Do you hit the ball brilliantly on the practise fairway and have duff after duff on the golf course?

One of the most challenging aspects of golf is learning so many different skills, but not focusing on them while you're playing.

Once you're on the golf course, you're supposed to leave everything up to muscle memory so that you don't think about three things on the backswing, four on the downswing, and your most common fault which, had you remembered it before completing your follow through, would have allowed contact between club and ball.

Desperate for help that costs less than $50 per half-hour, you read a book of golf tips. Number one is: 'The only place to analyse your swing is on the practise fairway. Once you're on the golf course, your swing should be automatic.'

For your typical golfer, who starts chanting 'Don't come up off the ball; pivot, don't sway; keep your right knee flexed' two days before they're due to play, this is the most difficult rule to master.

Or was, until I wrote the Golfhumour.com Word Association Technique for Better Golf book.

Send me US$99.00 and I will post you my 250-page book on word association golf with a guarantee that, if you follow it absolutely to the letter, you'll cut at least 10 shots off your game.

However, because we live in a world of shams, scams and con-tricks, to show you that my methods really work, I'll give you a couple of examples here. Try them the next time you're playing golf and I'm sure you'll be rushing to your computers to purchase the rest of my e-book.

One of the most important, and most difficult, aspects to master is a smooth rhythm. This applies for every shot—full shots, chips, putting, everything! The word association to instil this vital habit is: BEAT.

BEAT is perfect for word association golf because of its many connotations which will improve your game. There's beat as in 'regular/smooth beat' plus 'beat my demons' and 'beat that ignorant twit to my favourite place in the locker room'.

And then of course there's 'heart beat', which you need to control during times of stress (trying to sink your fourth putt, which is still two feet from the hole).

The most important thing with word association golf is that you have to start practising the word association as soon as you enter the car park. You must park your car to a regular beat, put your golf gear together to a regular beat and, most importantly, tie your shoe laces to a regular beat.

And if that jerk has beaten you to your favourite place in the locker room, you have to beat him up smoothly.

(Just kidding—violence is impossible to do to a regular beat. Go and let the air out of his car tyres instead. Smoothly.)

Rhyming word association is one of the best ways to remember the trigger to improve your technique. For instance, the word associated with the final part of your game—the putt—is butt.

Once again, there are several connotations with this word which will make you a well-rounded putter, but the most important one is 'bum' (or 'ass' if you're American, which is 'arse' if you're Kiwi/English as 'ass' to us is a donkey).

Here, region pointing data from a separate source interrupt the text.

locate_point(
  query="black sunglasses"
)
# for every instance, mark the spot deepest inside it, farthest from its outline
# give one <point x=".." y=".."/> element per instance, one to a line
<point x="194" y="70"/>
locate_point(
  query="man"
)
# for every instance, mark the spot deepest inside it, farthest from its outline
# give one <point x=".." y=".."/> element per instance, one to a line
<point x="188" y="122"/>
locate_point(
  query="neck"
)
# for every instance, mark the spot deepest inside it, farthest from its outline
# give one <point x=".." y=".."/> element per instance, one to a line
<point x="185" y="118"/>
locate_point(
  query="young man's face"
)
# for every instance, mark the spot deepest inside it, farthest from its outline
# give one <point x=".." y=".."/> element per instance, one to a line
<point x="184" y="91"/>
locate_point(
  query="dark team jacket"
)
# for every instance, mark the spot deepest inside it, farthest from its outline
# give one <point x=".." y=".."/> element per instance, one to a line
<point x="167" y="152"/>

And that illustrates why you need to buy my book and not make up your own word associations because, once you start, unless you're an expert like me, you'll never be able to stop and you'll end up in a straitjacket. Which is a great tool to stop swaying, but that'll be in my next book.

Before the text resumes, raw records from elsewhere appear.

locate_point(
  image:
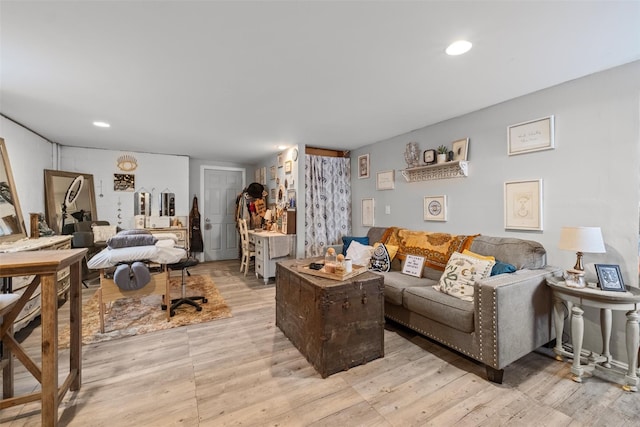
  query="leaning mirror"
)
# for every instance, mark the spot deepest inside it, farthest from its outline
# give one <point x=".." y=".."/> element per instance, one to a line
<point x="11" y="222"/>
<point x="70" y="198"/>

Okay, back to the tip. 'Putt butt', as in big butt; so big that you can't move, because the most common fault in poor putting is moving.

Picture your butt hanging on the ground, anchoring you securely to the spot. Nothing can move except your shoulders—NOTHING—until you've completed your stroke.

That includes your head, butt-head, as turning it to follow your ball is the next most common fault and sends more putts off-line than anything else.

So, next time you're out on the course, forget all that technical stuff that ties you up in knots. Just remember 'beat' when you're swinging and 'butt' when you're putting and, when that works for you, send me US$99.00 for the rest of the tips.